Poor nutrition a contributor to increase in NCDs

By Claire Wanja

Health Cabinet Secretary, Dr. Cleopa Mailu has cited poor nutrition as one of the key contributors of the increasing rate of Non-Communicable Diseases (NCDs), and called upon line ministries to improve nutrition security in the country without which, malnutrition will remain a challenge.

Addressing the delagates during the launch of the Global Nutrition Report 2016, by H.E First lady Margaret Kenyatta, the CS emphasized that nutrition values requires concerted efforts from all stakeholders, including prioritization from community to the national level.

He reiterated the importance of nutrition in both prevention and management of other diseases, adding that improving nutrition is one of the core commitments of his ministry.

The CS noted that although Kenya has made tremendous steps in ensuring that nutrition security is realized, the country still faces a number of challenges at county level that include: insufficient resources, limited high level engagement for nutrition and inadequate nutrition staff in some counties.

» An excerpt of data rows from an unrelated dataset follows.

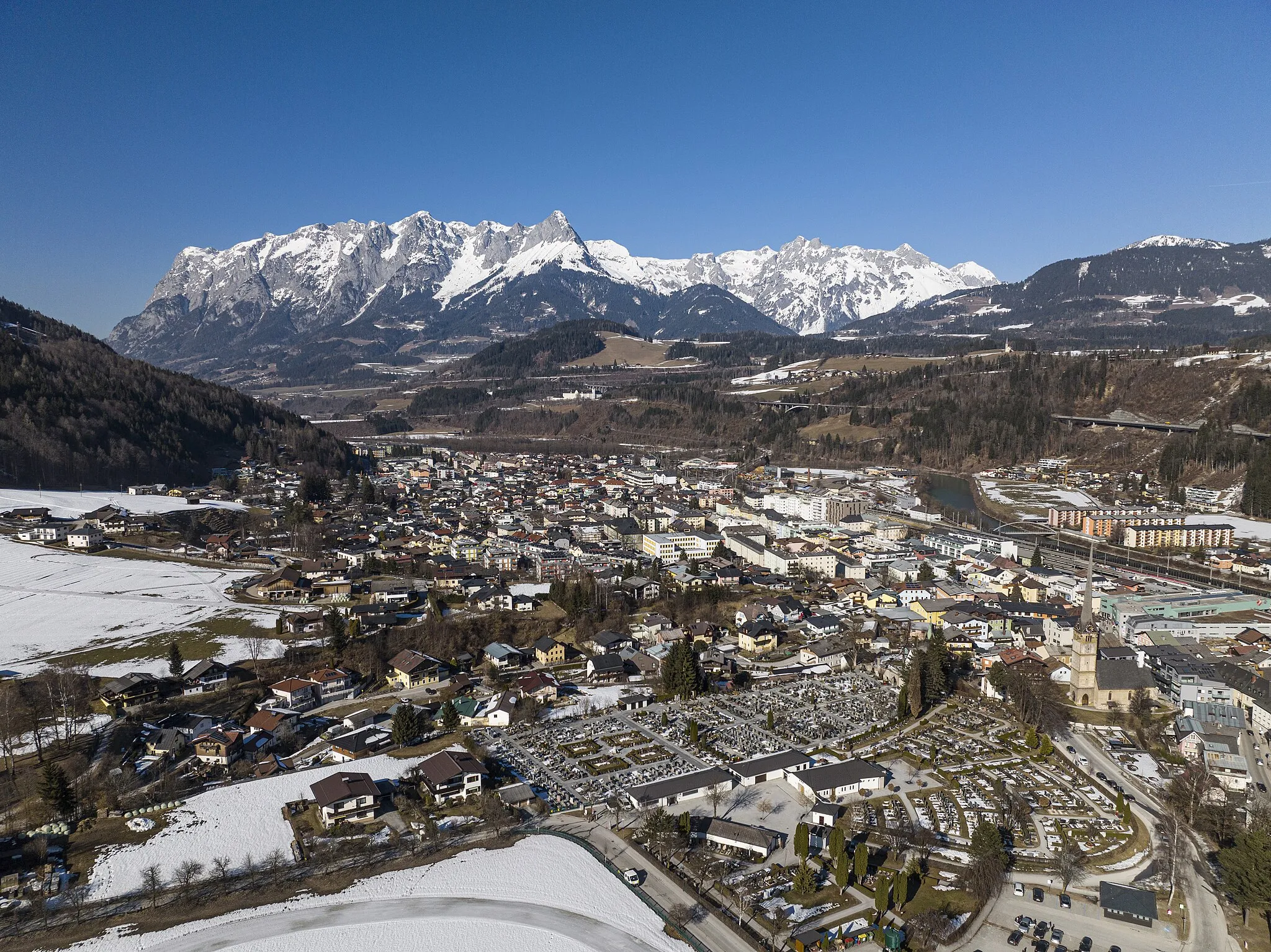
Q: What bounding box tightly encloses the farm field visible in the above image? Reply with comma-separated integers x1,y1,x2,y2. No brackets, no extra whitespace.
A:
89,754,421,899
798,413,882,442
976,477,1098,518
0,534,281,675
0,490,246,519
567,330,696,367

Dr. Mailu observed that ‘’Scaling-up the eleven (11) key nutrition-specific interventions in all regions of Kenya would cost $76 million in public investments annually, and produce tremendous health benefits with 455,000 disability-adjusted life years averted, 5,000 lives saved, and over 200,000 cases of stunting averted. This is compelling evidence that serves to help us understand why we need to invest in nutrition more than ever before.’’

The Global Nutrition Report reflects a number of actions that countries have undertaken towards ending malnutrition by the year 2030, thereby contributing to achievement of the World Health Assembly targets and the Sustainable Development Goals.

The Kenya Demographic and Health Survey (2014), indicates that more than a quarter (26 percent) of all children under 5 are stunted, while 11 percent are underweight and 4 percent wasted.

Additionally, the 2015 NCD Step Survey shows that 27 percent of Kenyans are either overweight or obese, with the percentage being significantly higher in women than men.